I tapped dial. There's ringing, and the call goes through. It's the first call I've made from my house in two years. All it took was AT&T's 3G MicroCell to give me 5 solid bars where there were none.
$150, no monthly fee, with no strings attached—but it counts against your monthly cell minutes. It's $20 a month for unlimited MicroCell calling. If you get an unlimited plan, the MicroCell drops to $50 after rebate. (If you have AT&T broadband, it knocks another $50 off.)
It's a Lifechanger
A box about as big an oversized cable modem, the MicroCell is a mini cellphone tower that plugs into and passes calls through your existing broadband connection, giving you about a 40-foot radius of solid cell reception. Dead zones crackle to life; calls can be made without dropping.

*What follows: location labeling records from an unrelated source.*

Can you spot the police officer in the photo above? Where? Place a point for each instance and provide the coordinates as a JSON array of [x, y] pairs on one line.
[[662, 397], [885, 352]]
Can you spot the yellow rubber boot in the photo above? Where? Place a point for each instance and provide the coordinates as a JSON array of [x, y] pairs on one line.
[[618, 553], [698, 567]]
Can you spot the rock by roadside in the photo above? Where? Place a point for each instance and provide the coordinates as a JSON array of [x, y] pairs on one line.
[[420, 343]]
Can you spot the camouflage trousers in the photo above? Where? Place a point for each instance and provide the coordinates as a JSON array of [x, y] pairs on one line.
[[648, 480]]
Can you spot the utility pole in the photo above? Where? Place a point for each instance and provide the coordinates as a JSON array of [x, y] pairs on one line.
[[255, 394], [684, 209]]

The setup process is mostly plug and play—if you've got a router, it jacks into that, or if you plug your computer directly into a modem, it has a port for passthrough. You just activate the MicroCell through AT&T's website and then wait for about an hour as it springs to life (which is agonizing if you're revving to make the first call from your house in over two years. The MicroCell's only inconvenient installation requirement is a view of the sky for GPS reception—a necessity for 911 location services (and presumably the way AT&T prevents you from using it overseas).
It only works with AT&T numbers, and you can only have 10 numbers registered at once tapping into the MicroCell. Since you have to assign the numbers through AT&T's site every time you want to add one, friends who're just stopping by (or your neighbors) won't be able to take advantage of your newly awesome reception, unless you add them to the list.